They live a half mile away.

 

***************************************

 

A few weekends ago, we were all visiting my brother's family. We drove separately from my parents. On the way, I called my parents to tell them we had left. My dad asked where we were. He wanted to follow us because his vehicle tags had expired. We slowed down and waited about 30 minutes for him to catch up.

 

While there, my husband was drumming on the countertop. My dad said, "We should get you a drum pad." My husband thought he was complimenting him. My husband ended up drumming again. My dad said, "It's just like you to do something again after someone tells you it annoys them."

 

We followed my brother and family to a park.
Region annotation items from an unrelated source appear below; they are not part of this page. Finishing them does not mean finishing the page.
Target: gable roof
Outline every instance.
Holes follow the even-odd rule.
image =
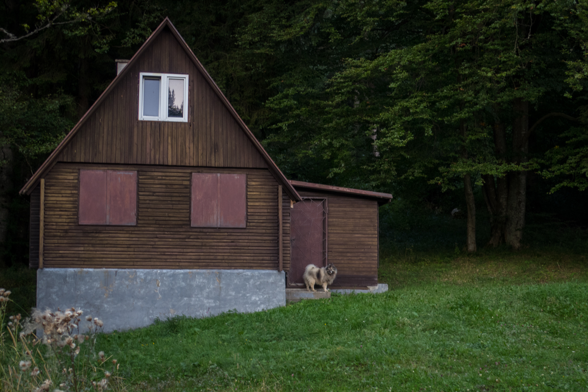
[[[303,188],[313,190],[325,191],[326,192],[333,192],[335,193],[340,193],[352,196],[359,196],[370,199],[374,199],[377,201],[378,205],[383,205],[389,202],[392,200],[392,195],[389,193],[382,193],[381,192],[373,192],[372,191],[363,191],[360,189],[353,189],[353,188],[344,188],[343,187],[335,187],[332,185],[324,185],[323,184],[315,184],[313,183],[305,183],[302,181],[289,180],[290,183],[296,188]]]
[[[106,89],[102,92],[94,104],[90,107],[89,109],[88,109],[88,111],[86,112],[82,118],[80,119],[79,121],[78,121],[78,123],[76,124],[75,126],[74,126],[69,133],[65,136],[65,137],[64,138],[64,140],[62,140],[61,143],[59,143],[59,144],[57,146],[55,150],[54,150],[43,164],[41,165],[32,177],[31,177],[31,178],[26,182],[19,193],[21,194],[25,193],[30,194],[33,189],[34,189],[37,184],[38,184],[41,178],[45,175],[47,172],[48,172],[57,163],[57,159],[59,156],[60,153],[64,150],[65,147],[72,140],[78,131],[82,127],[82,126],[88,120],[88,119],[89,119],[92,114],[96,111],[97,109],[105,101],[109,93],[110,93],[115,89],[117,85],[118,85],[119,83],[124,78],[125,76],[129,72],[130,72],[133,65],[138,61],[138,59],[141,55],[145,52],[146,49],[155,40],[155,38],[160,35],[162,32],[166,28],[169,28],[172,35],[175,37],[180,45],[185,51],[188,58],[192,60],[192,63],[194,64],[196,69],[201,72],[205,80],[208,82],[211,88],[212,88],[212,90],[216,93],[217,96],[225,105],[226,109],[245,133],[248,138],[250,140],[255,148],[266,162],[270,171],[278,180],[278,183],[283,186],[285,191],[290,197],[290,198],[295,201],[298,201],[301,200],[300,195],[298,194],[298,192],[296,192],[293,186],[292,186],[292,185],[288,182],[288,179],[282,173],[282,171],[278,167],[278,165],[276,165],[275,163],[269,156],[269,154],[268,154],[259,141],[258,141],[258,140],[253,136],[253,133],[251,132],[243,120],[240,118],[240,117],[239,117],[239,114],[237,114],[235,109],[229,102],[229,100],[227,99],[226,97],[225,96],[225,94],[220,91],[218,86],[217,86],[216,83],[215,83],[215,81],[212,79],[208,72],[201,63],[200,61],[198,59],[198,58],[196,58],[196,56],[188,46],[188,44],[184,40],[183,38],[181,35],[180,35],[180,33],[178,32],[175,26],[173,26],[171,21],[170,21],[169,19],[168,18],[166,18],[163,21],[161,22],[159,26],[153,32],[149,38],[148,38],[147,40],[143,43],[139,49],[135,53],[133,57],[129,61],[127,66],[125,67],[121,73],[118,75],[116,77],[115,77],[112,82],[111,82],[108,87],[106,87]]]

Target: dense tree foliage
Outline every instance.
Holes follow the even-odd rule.
[[[588,187],[588,13],[573,1],[0,6],[8,263],[27,252],[18,189],[114,77],[114,59],[130,58],[165,16],[288,176],[410,202],[460,194],[470,251],[477,193],[488,243],[517,248],[529,181],[542,192]]]

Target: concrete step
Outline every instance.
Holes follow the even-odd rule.
[[[316,291],[307,291],[304,289],[286,289],[286,302],[298,302],[301,299],[324,299],[330,298],[330,292],[325,292],[322,289]]]

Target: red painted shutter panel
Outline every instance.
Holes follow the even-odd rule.
[[[137,172],[108,171],[110,225],[137,224]]]
[[[106,171],[79,171],[79,224],[106,224]]]
[[[219,227],[246,227],[246,180],[245,174],[220,174]]]
[[[192,227],[217,227],[218,177],[218,174],[192,174]]]

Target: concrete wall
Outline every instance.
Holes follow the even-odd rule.
[[[158,317],[283,306],[285,279],[268,270],[45,268],[37,271],[37,307],[73,306],[104,322],[105,331],[122,330]]]

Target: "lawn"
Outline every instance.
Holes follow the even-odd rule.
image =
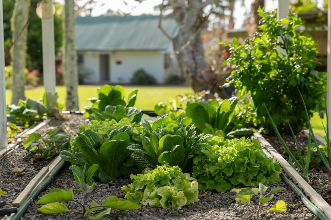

My dad rode with us. We were packed up first and headed back. John had entered his address in the GPS. My dad said, "You just have to show off, don't you."

 

They were discussing his car, and my husband asked him if he checked the such and such. He got this cocky look, and retorted, "I know about _________, John." My brother saw it and asked what was up with that.

 

John never says anything back.

 

Now, Ben has really taken to his younger cousin who doesn't respond when told to do things. She wanders off and messes with things, and Ben gets worried that she will get hurt. She loves her to pieces. Several times, Ben was trying to lead her back to the group. She would let go and fall backward. I told Ben to let her parents take care of her because I was so scared she was going to get hurt and that Ben would be blamed.

 

So, the kids were helping my sister-in-law decorate the front porch for Halloween. Ben set up the pumpkin, and my niece messed it up. He pulled her arm away, and she fell down. John, who was very stressed about the way my dad had been acting and about my niece getting hurt, marched Ben into the bedroom and yelled, "What are you doing? You cannot hurt a little girl over a pumpkin." We then decided the weekend had come to a close and that we would leave early. Ben had awakened that morning not feeling completely well. (It's a good thing we left, because he got very sick on the way home, and we were all sick by the next day).

 

My dad stormed in yelling, "What ever you do, don't pretend you're leaving because of the kid (Ben). I can read you like a book."

 

John asked, "What do you mean?"

 

He wouldn't answer and stormed out.

 

****************************************

 

So, about two weeks, I was at my parents returning some movies upstairs. My dad was on the computer. He turned to see who it was and turned back to the monitor. I said, "Hey." Nothing. He said nothing.

 

The next week, he hired another lawn company.

 

We've been by twice when my mom had the kids visit. He never came downstairs when we picked them up. I've started calling my mom on her cell phone instead of their land-line.

 

He always bought us a gift certificate at a local restaurant for our anniversary. He always bought the card and signed it. This year, my mom gave us cash for a restaurant or our family getaway, bought the card and signed it.

 

John passed him on the road near his house the other day in his business vehicle. He waved; my dad didn't respond.

 

*******************************************

 

We've always spent the holidays together. So, Nathan's birthday is this month, Thanksgiving next month, and then Christmas. We bought a very skinny tree, and we will be opening presents here for the first time since we were married.

 

This has been so very hard on me. I know it is hard on my mom. I really don't know what to do. My mom is sick of it, and my brother sees my dad acting like a jerk. I feel like something is wrong with him.

 

Most of all, though, it hurts to know that I have such a bad relationship with my dad. It leaves such an emptiness. A while back when they were over, I brought out the letters he mailed me when he was on Navy cruises. He said, "I cannot believe you kept them." He didn't keep any of mine. He then said, "I really wish I had kept one I got from my dad." No mention of wishing he had kept mine.

 

I really don't think he cares about me anymore.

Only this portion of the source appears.